Introduction

Stream processing and real-time analytics have become some of the most important topics in Big Data. Noticeably, the industry tends to develop more robust, powerful and intelligent stream processing applications. Fraud detection for instant payments, scoring of consumers on websites and shops, claims analysis and cost estimates, image processing for surveillance, food, and agriculture, etc. are only a few potential applications of real-time stream processing and analytics.

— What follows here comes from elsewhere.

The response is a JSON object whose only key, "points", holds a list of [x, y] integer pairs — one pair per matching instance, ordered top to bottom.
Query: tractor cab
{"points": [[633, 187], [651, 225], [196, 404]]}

The recent introduction of stateful stream processing [9,14,16] has enabled the development of a new kind of real-time applications. Indeed, hot and cold data have been combined into a single real-time data flow using the concept of Stream Tables [15, 16]. The concept of duality between Streams and Tables is not recent. It was first introduced in 2003 as a “Relation to Stream” transformation, called STREAM [20]. However, it is only with the emergence of state management [14] that Stream Tables can now be used in real-time and in a completely distributed manner.

Furthermore, stateful stream processing has been applied in data management using Stream & Complex Event Processing (CEP) or Composite Event Recognition (CER) [20]. New architecture patterns were proposed to resolve data pipelines and data management within the enterprise. For instance, the authors in [11,12] proposed new designs for the Extract, Transform and Load (ETL) steps based on stream processing. Thus, by breaking down silos between Enterprise Data Warehouses (EDW) and Big Data lakes [13], doors have been opened to completely redesign the way data are transported, stored and used within the Big Data environment. More recently, Friedman et al. described in [21] how a Data Hub can be implemented to store and distribute data within an enterprise context.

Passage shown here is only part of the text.